The sum of all SQL Server matter that exist,
and the space in which all SQL Server events
occur or could occur.
Welcome to SQL Server Universe.com Sign in | Join | Help
Home SS SLUG Forums Articles Photos Downloads

Nuggets from My SSIS Experience by Dinesh Priyankara





























































































































































































































  

[ ABOUT THE AUTHOR ]

I have been working on a SQL Server Integration Project for the last few months, and it made me perform a whole lot of research and also gave me a lot of good experiences. I thought about writing this note based on some of the issues I faced and how I solved them. This article lists three issues and the solutions I applied to each of them.
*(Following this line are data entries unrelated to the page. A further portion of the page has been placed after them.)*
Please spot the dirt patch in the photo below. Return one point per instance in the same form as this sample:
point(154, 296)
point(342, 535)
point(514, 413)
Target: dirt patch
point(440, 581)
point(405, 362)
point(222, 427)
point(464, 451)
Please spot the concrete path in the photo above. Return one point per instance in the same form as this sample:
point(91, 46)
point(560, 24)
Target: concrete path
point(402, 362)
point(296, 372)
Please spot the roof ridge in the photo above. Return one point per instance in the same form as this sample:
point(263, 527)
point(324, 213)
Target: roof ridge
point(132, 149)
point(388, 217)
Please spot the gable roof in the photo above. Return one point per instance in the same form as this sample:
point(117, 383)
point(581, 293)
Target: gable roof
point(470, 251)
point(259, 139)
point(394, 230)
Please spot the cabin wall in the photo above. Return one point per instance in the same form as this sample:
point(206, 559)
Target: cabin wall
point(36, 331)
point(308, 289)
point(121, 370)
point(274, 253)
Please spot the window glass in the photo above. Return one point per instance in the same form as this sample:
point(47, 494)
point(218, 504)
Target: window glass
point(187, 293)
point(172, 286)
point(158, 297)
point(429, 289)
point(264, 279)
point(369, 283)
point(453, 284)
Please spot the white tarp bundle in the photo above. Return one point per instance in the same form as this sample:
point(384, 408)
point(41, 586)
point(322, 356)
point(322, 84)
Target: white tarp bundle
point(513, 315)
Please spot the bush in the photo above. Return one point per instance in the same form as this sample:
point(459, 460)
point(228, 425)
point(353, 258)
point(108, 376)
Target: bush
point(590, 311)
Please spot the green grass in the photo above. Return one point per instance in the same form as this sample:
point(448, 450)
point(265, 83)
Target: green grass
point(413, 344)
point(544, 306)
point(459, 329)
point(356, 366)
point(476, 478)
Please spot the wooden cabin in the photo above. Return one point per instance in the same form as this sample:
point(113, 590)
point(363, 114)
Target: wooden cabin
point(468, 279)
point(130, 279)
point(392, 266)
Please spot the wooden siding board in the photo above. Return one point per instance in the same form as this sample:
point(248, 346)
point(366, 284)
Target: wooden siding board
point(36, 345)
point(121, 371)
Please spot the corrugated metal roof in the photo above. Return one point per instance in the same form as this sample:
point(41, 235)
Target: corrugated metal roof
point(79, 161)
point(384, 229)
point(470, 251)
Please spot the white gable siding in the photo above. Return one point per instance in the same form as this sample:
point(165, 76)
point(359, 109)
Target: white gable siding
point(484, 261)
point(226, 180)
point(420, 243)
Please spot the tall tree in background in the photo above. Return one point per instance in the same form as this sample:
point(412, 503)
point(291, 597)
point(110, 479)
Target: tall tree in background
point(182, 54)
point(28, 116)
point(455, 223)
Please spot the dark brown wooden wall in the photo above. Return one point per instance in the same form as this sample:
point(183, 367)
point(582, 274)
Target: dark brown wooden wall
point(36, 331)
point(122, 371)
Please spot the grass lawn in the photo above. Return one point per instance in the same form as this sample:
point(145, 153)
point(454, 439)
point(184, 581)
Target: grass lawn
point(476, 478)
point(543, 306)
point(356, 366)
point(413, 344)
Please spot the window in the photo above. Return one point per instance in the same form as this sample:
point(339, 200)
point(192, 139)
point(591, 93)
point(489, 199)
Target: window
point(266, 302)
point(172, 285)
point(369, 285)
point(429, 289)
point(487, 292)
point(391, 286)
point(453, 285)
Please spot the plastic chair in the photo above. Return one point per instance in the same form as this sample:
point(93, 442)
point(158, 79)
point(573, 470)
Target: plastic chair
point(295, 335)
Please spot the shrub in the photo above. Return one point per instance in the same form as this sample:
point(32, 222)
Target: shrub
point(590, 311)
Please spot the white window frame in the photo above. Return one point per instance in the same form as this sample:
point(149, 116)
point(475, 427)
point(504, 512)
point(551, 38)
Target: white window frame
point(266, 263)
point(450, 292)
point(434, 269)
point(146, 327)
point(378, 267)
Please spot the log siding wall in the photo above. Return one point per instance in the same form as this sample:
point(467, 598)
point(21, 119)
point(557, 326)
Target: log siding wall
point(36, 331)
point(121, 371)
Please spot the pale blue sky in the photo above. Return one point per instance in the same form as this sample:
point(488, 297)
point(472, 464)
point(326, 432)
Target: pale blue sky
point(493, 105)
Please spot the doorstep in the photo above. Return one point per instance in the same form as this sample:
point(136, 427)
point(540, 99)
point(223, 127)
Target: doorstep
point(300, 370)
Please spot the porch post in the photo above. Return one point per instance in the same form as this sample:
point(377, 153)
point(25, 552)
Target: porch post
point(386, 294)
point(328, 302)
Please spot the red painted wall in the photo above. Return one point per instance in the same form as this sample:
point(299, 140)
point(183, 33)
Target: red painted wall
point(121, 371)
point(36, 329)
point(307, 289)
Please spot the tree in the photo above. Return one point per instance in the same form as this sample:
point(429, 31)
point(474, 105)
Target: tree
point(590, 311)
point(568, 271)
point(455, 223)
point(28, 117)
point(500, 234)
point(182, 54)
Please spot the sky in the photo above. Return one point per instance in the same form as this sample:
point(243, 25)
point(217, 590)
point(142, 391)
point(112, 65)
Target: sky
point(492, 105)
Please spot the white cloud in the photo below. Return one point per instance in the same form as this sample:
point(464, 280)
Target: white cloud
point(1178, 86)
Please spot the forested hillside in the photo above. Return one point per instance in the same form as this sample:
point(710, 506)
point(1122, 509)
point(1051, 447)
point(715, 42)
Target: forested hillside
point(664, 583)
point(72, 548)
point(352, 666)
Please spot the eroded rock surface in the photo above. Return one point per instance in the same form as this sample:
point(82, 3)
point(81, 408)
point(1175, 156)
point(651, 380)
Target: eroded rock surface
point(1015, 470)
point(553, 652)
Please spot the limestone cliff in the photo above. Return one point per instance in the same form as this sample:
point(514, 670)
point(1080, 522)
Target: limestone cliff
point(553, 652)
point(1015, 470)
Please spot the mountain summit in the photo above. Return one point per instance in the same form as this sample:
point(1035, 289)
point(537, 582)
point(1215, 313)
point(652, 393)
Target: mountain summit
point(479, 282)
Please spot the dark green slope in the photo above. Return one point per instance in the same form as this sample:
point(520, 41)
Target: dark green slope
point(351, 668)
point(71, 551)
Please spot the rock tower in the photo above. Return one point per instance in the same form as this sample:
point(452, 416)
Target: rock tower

One thing I need to mention, is that the solutions described may not be the best solution to the issue. I am sure a lot of you guys have addressed these kinds of issues before, hence I look forward on seeing your feedback or alternative solutions. The issues listed are;

Issue #1: Continue the execution flow after handling errors

Initially I faced this problem with "Foreach Loop Container", but this is applicable for any situation. The "Foreach Loop Container" traverses a folder and accesses the files available. Tasks inside the loop validate the files with certain procedures and record them in the database, and lot more. What I wanted to configure was, continue with all files even after an error occurred for the particular file. After spending some time, I figured it out that how to implement it. I found some interesting points too. Here is the way I did it.

Let's try to simulate the issue. Follow below steps;

  • Create a SQL Server Integration Services project and open the default package. Add a "Foreach Loop Container" to the "Control Flow".

  • Set the Enumerator of the "Foreach Loop Container" as Foreach File Enumerator. Set a folder (in may case, it is "Folder I".) to access that has at least three files (again, in my case, files are TextFile1.txt, TextFile2.txt and TextFile3.txt).

  • Select Fully qualified for the Retrieve file name. Do not check the Traverse sub folders.

  • Go to the Variable Mappings and set the Index 0 to new string type variable. Name the variable as FilePath.

  • Create a new string type variable  and name it as NewFilePath.

  • Add a "Script Task" within the "Foreach Loop Container" and name it as Set the NewFilePath variable.

  • Open the "Script Task Editor" and go to "Script" section. Add User::FilePath as read-only variable and User::NewFilePath as read-write variable. Add below script to the task. It sets the destination folder as "Folder II".

    ' Setting the destination folder to the file. The folder "D:\TestFolder II" is the destination folder.
    Dts.Variables("User::NewFilePath").Value = "D:\TestFolder II\" & Dts.Variables("User::FilePath").Value.ToString().Substring(Dts.Variables("User::FilePath").Value.ToString().LastIndexOf("\") + 1)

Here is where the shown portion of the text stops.